I know that usually optimistic or pessimistic concurrency control is used. So here are my doubts about both:
Optimistic concurrency
It's about keeping the version of the resource and comparing it before the actual update, like a CAS operation. Since Transactions are a form of events - immutable entities - there is no resource which version I could grasp. I do not update anything. I only insert new changes to the balance, which has to be consistent with all other existing Transactions.
Pessimistic concurrency
It's about locking the table/page/row for modification, in case they more often happen in the system. Yeah, ok.. blocking a table/page for each insert is off the table I think (scalability and high load concerns). And locking rows - well, which rows do I lock? Again, I do not modify anything in the DB state.
Open ideas
My feeling is, that this kind of problem has to be solved on the application code level. Some, yet vague ideas that come to my mind now:
- Distributed cache, which holds "lock of given User", so that only one Transaction can be processed at a time (purchase, deposit, withdrawal, refund, anything).

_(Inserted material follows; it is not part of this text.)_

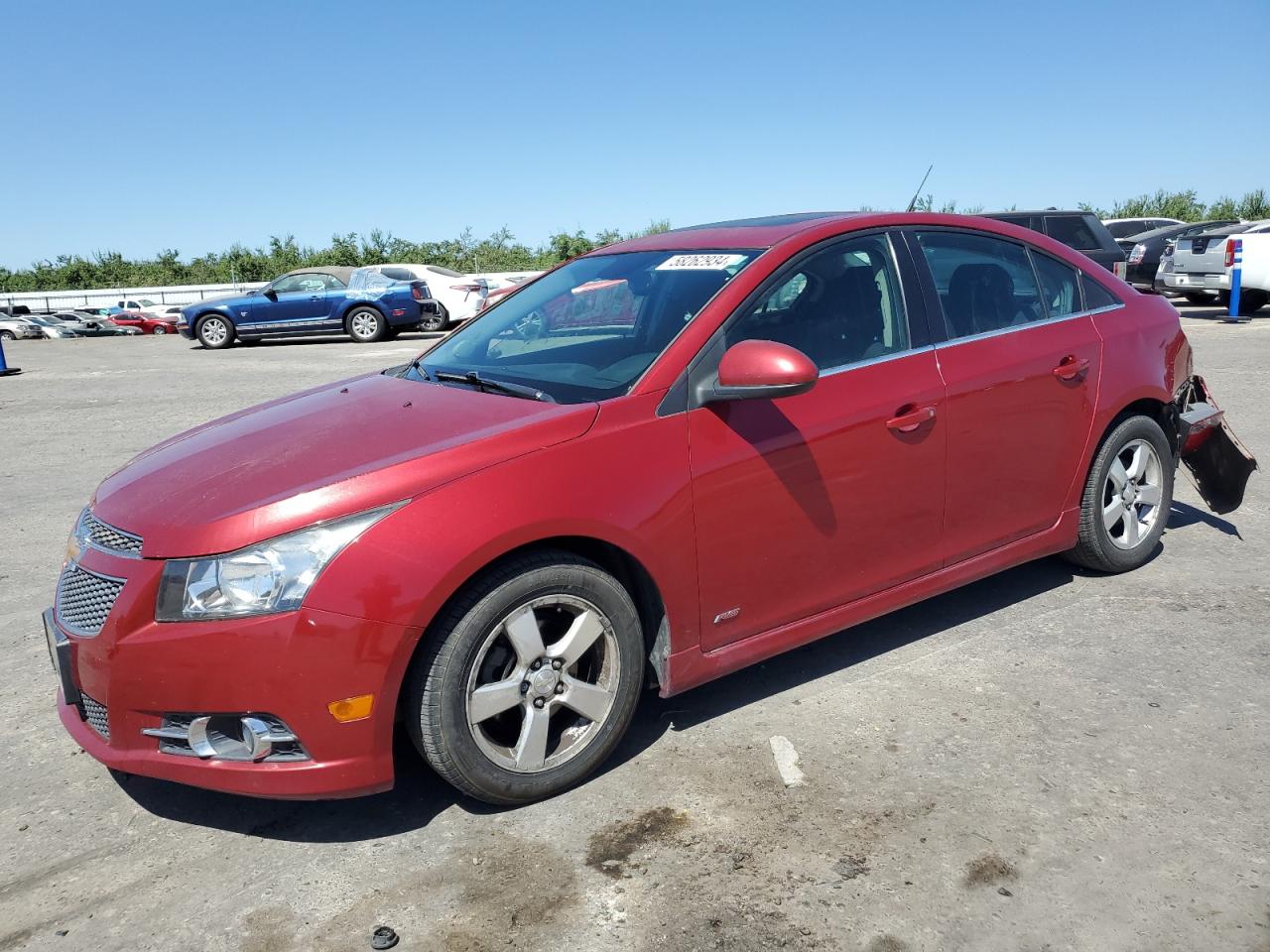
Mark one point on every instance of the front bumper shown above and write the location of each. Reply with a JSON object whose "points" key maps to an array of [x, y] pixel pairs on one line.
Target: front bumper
{"points": [[1183, 282], [290, 665]]}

- Each Transaction has having field such as
previousTransactionId- pointer to the last committed Transaction and some kind of unique index on this field (exactly one Transaction can point to exactly one Transaction in the past, first Transaction ever havingnullvalue). This way I'd get constraint violation error trying to insert a duplicate. - Asynchronous processing with queueing system, and having a topic-per-user: exactly one instance processing Transactions for given User one-by-one. Nice try, but unfortunatelly I need to be synchronous with the purchase in order to reply to 3rd party system.
One thing to note is that typically there's a per-entity offset (a monotonically increasing number, e.g.
Account|12345|6789could be the 6789th event for account #12345) associated with each event. Thus, assuming the DB in which you're storing events supports it, you can get optimistic concurrency control by remembering the highest offset seen when reconstructing the state of that entity and conditioning the insertion of events on there not being events for account #12345 with offsets greater than 6789.There are datastores which support the idea of "fencing": only one instance is allowed to publish events to a particular stream, which is another way to optimistic concurrency control.
There are approaches which move pessimistic concurrency control into the application/framework/toolkit code. Akka/Akka.Net (disclaimer: I am employed by Lightbend, which maintains and sells commercial support for one of those two projects) has cluster sharding, which allows multiple instances of an application to coordinate ownership of entities between themselves. For example instance A might have account 12345 and instance B might have account 23456. If instance B receives a request for account 12345, it (massively simplifying) effectively forwards the request to instance A which enforces that only request for account 12345 is being processed at a time. This approach can in some way be thought of as a combination of 1 (of note: this distributed cache is not only providing concurrency control, but actually caching the application state (e.g. the account balance and any other data useful for deciding if a transaction can be accepted) too) and 3 (even though it's presenting a synchronous API to the outside world).
Additionally, it is often possible to design the events such that they form a conflict-free replicated data type (CRDT) which effectively allows forks in the event log as long as there's a guarantee that they can be reconciled. One could squint and perhaps see bank accounts allowing overdrafts (where the reconciliation is allowing a negative balance and charging a substantial fee) as an example of a CRDT.